Member state default can be avoided
by Dean Carroll
Introducing an effective regulatory and support system to ensure that member states suffering from sovereign debt problems do not default is an "intellectual challenge" to rival the creation of the structures that have secured peace in Europe over the last 60 years, former Irish Taoiseach John Bruton has claimed – writes Dean Carroll.
Speaking at the annual Economic Ideas Forum, in London yesterday, the former European Ambassador to the US told delegates that "interdependence guarantees" were now needed in relation to fiscal responsibility in the same way as treaties and agreements had produced a landscape of peace and stability since the Second World War. "We are facing another great challenge now, to construct mechanisms to ensure that Europe does not experience defaults. It is as big as the challenge for peace we faced in the 1950s."
Also urging member states to promote the interests of the European Union to their own citizens in order to provide public support for greater financial integration, Bruton added: "We have to make sure that people feel that the EU belongs to them, to create an emotional affinity as well as a business case. The EU is the only voluntary pooling of sovereignty we have ever seen, where it has happened elsewhere – it has been coercive. But political leaders are failing to communicate the message to citizens; we have to engineer a communal feeling in Europe."
At the same event, hosted by think-tanks the Centre for European Studies and the Stockholm Network, the President of the European People's Party Wilfried Martens also reiterated his desire for supranational economic governance. "The European semester, bank stress tests and better financial regulation can give us the eurozone we need to pull out of the crisis – but these institutional solutions will come to nothing, if the EU as a whole does not return to sustainable growth," he said.
Martens warned policy-makers to focus on completion of the single market – especially, in the digital industry - to boost trade in Europe and counter the emergence of populism, which had resulted in the political right winning many elections by capitalising on public discontent over austerity measures and the economic crisis. "Wealth has to be earned before it can be distributed, a simple lesson that our socialist competitors have never understood," he added.
"The stronger member states have to help those who are weaker at the moment and the weaker must do all they can to get back to dynamic growth; that is solidarity.

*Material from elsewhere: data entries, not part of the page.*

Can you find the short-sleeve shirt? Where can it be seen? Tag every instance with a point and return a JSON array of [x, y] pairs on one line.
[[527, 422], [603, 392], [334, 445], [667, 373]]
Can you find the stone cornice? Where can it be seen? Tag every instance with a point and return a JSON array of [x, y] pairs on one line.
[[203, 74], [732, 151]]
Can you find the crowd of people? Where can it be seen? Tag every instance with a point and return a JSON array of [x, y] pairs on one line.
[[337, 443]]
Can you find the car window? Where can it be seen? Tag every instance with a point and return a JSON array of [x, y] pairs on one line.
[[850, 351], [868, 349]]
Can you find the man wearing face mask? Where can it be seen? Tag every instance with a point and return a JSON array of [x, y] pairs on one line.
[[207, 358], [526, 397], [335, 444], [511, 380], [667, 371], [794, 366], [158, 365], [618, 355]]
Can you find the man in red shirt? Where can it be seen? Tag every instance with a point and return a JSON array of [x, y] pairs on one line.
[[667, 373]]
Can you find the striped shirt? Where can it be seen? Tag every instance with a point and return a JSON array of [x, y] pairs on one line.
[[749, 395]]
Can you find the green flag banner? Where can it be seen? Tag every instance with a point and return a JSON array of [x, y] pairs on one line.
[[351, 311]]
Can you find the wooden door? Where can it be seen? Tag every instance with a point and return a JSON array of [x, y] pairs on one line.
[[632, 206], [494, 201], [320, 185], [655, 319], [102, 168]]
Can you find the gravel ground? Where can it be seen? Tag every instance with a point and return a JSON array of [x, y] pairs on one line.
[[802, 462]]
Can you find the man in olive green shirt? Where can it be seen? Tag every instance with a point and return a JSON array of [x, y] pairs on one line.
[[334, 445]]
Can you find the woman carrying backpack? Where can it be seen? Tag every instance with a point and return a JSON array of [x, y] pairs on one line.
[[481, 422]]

We can then master the crisis and make Europe a better place."
But chairman of Goldman Sachs International Peter Sutherland insisted that the debt crisis in Europe was "enormously dangerous" due to the fragmented response from EU institutions. "The European Central Bank and the European Council are on different pages when it comes to Greece and contagion effects that may follow," he said. "We need coordination and convergence."

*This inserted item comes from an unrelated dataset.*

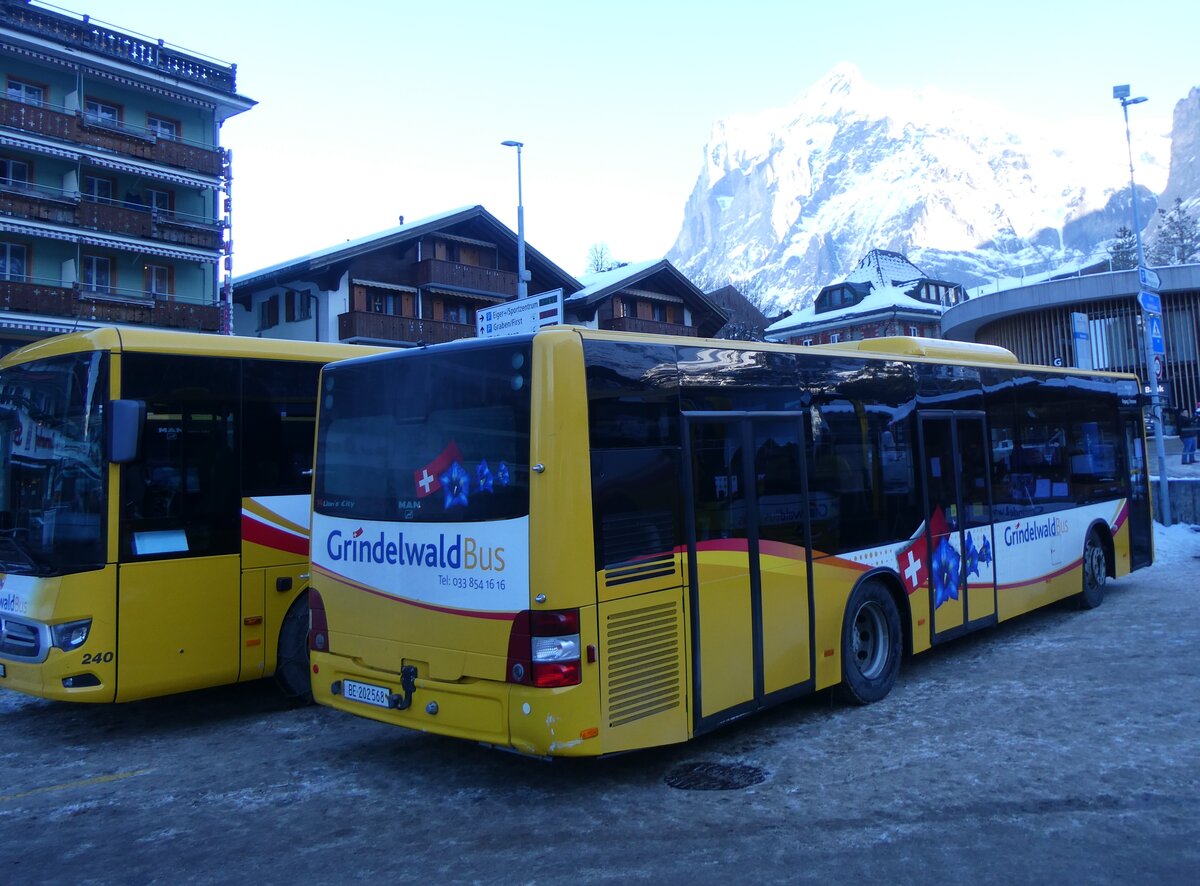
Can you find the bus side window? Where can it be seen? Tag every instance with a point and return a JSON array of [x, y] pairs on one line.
[[279, 420]]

Meanwhile, Adam Smith Institute director Tom Clougherty blamed the economic crisis in Europe on member state debt explosions, structural economic imbalances and bubbles in the areas of property and financial services. "We have witnessed the failure of the business model adopted - we had too much government, which was bureaucratic and costly," said Clougherty. "We have to radically reform the welfare state, which is a real drain on the productive side of the economy as well as promoting tax reforms and job growth."
In contrast, Work Foundation executive vice-chairman Will Hutton argued for more government fiscal stimulus packages - as opposed to less state intervention - and long-term reward incentives in business not based on quarterly profits. Drawing lessons from technological advances over the last 250 years in Europe, Hutton said: "The debate is between good and bad capitalism. We have to face the truth that the private sector is getting less and less effective at job creation following recessions. This could be because our capitalism does not embrace the new as quickly as we need it to in terms of things like science and technology.
"Capitalism has always been about a complex interdependence between the public and private realms. It produced the alchemy of the industrial revolution and we have to reproduce that in the 21st century. We have to figure out, in Brussels, how we do good capitalism. If we just manage public and private debt downwards, we could have a long period of stagflation and all the civil unrest that follows it."